The range of the CTSC’s work begins to paint the picture. They’ve done everything from helping mine the electronic medical records and providing facilities for researchers, to linking patients to clinical trials and assisting UC Davis Medical Center nurses draw blood from patients with COVID-19.

“We have a lot of resources and the needed infrastructure – there’s that word that’s not sexy – that fills the gaps for researchers,” Wun said. “And we have a lot of relationships to help put people together.”


Among their many efforts during the pandemic, the CTSC:

  • Connected researchers with each other through a variety of online tools and sessions.
  • Extracted data from medical records and categorized information for researchers to provide a continually evolving picture of the disease and its symptoms.
  • Developed a resource that will allow researchers from all five UC Medical Centers to share research samples from COVID-19 patients,
  • Quickly created a safe place to conduct trials, communicate with patients and store and process specimens at the CTSC Clinic Research Center, the research clinic with care teams and staff who are specially trained for research.
  • Coordinated with the Center for Health Technology to create or refine a variety of secure electronic and virtual methods so researchers and patients could talk.
  • Sent specially trained nurses from the Clinical Research Center to help UC Davis Medical Center nurses draw blood from some patients enrolled in the remdesivir trial.

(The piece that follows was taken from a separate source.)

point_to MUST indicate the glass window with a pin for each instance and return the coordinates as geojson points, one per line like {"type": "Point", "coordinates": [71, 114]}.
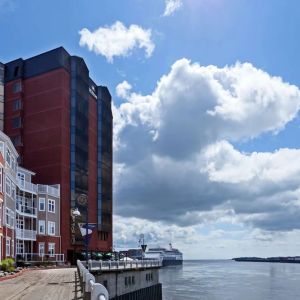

One of the CTSC’s crucial moves was to quickly organize a clinical trial review committee led by Nicholas Kenyon, associate CTSC director and chief of the Division of Pulmonary and Critical Care Medicine, to coordinate UC Davis COVID-19 clinical trials so they wouldn’t overlap and so patients and health care teams wouldn’t get overwhelmed.

“Not surprisingly, there was an explosion of interest from companies and investigators,” Wun said. “We helped them synch with each other and made sure patients got information about them. But we didn’t want researchers competing for the same patients to join their particular studies. It all went very smoothly.”

Tiger Team protects the safe progress of research during COVID-19

Another key action was to create a Tiger Team – which Wun admits actually is a sexy name. CTSC leaders put it together in the first week of the crisis with the goal of guiding then in-progress clinical trials so crucial studies could continue if appropriate safeguards were in place.

“Some institutions just shut down all clinical research,” Wun said. “For us, within 48 hours, we were working to make it as safe as possible and to offer guidance to researchers and patients.”

The team functioned as a neutral review body to help direct what essential research could continue and what needed to wait until restrictions loosened. In addition, they gave investigators guidance for staying within their protocols, given all the challenges.

“Some things could be very time sensitive, for example, a research-related scan or a safety check,” Wun said. “Even more importantly, we wanted to be sure patients got the best treatment option, which is often a clinical trial. We didn’t want another casualty of this pandemic to be people with other diseases. Cancer doesn’t care about COVID-19.”

Wun said if he boils it down, what the CTSC does actually is easy to explain. “We help create teams,” he said. “And we provide those teams with tools to perform high quality research to improve health.”